By Clay Horning
NORMAN – As Oklahoma’s players locked arms around the pitching circle, coming together for what passed as a celebration following Saturday’s 7-1 NCAA Super Regional-clinching victory over Arizona, three gloves remained near second base.
One was just in the outfield grass, one was near the bag and the other was a few feet toward third base. So maybe three Sooners threw their gloves in the air after Keilani Ricketts got Karissa Buchanan to bounce into the game’s final out.
There was, however, no huge outpouring. There was no show of outsized relief nor gratification for what they had done. Because all they had done was exactly what they thought they would do.

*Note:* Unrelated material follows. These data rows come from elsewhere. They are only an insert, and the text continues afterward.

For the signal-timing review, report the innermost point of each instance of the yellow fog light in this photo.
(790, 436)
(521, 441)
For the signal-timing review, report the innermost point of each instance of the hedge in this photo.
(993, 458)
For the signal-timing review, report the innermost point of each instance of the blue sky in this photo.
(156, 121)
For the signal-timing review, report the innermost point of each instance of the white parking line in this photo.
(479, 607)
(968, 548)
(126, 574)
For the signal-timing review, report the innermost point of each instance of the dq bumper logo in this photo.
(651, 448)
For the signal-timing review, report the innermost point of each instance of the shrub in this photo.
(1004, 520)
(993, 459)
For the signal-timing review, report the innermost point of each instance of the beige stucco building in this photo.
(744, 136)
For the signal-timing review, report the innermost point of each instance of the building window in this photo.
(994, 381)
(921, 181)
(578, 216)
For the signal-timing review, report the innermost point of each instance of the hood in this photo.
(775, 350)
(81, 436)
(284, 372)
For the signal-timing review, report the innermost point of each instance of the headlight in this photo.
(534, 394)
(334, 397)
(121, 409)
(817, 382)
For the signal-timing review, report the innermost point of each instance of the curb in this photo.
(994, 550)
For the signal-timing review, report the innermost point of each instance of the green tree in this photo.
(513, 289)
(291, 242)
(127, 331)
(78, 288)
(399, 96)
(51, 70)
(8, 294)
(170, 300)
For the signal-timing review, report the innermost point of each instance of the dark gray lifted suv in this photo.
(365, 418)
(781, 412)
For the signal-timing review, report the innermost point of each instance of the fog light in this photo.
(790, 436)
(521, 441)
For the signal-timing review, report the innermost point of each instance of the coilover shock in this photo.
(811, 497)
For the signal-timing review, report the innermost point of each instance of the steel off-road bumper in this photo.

Later, Ricketts, Lauren Chamberlain and Jessica Shults, the murderers’ row that is the meat of OU’s batting order, were asked if they made plans to handle reaching a second straight Women’s College World Series so coolly.
“It just kind of happened,” said Chamberlain, who hit her 27th home run in the sixth inning, one inning after Shults hit her 19th.
Or didn’t happen.
“You didn’t see a lot of dogpiling out there,” Sooner coach Patty Gasso said. “I think it’s because this team knows there’s one dogpile they’re saving it for.”
That’s what it looks like.
A year ago, the Sooners were built to make a splash and did so by topping Arizona back-to-back in Tucson to reach the World Series for the first time since 2004.
This time, they’re built for more.
Ricketts proved it in the circle.
“Last year, when we made it to the World Series, we were celebrating and it was kind of like we didn’t know what to do once we got to the World Series,” she said. “This year, we made our goal bigger to try to do better than last year and I think we’re ready to keep it.”
Saturday, she allowed three hits, walked only one and struck out 13, including a run of nine straight that began in the second inning just as Arizona opened its first and only super regional frame by getting its first two batters aboard. All of that, and her earned run average dropped to 0.99. The only run she allowed was unearned.
A power pitcher, she had the Wildcats waving at breaking balls they could hardly reach.
“She went out there and knew what she wanted to do,” said Shults, her catcher. “She was out there and didn’t want to get denied. I think the team really felt that.”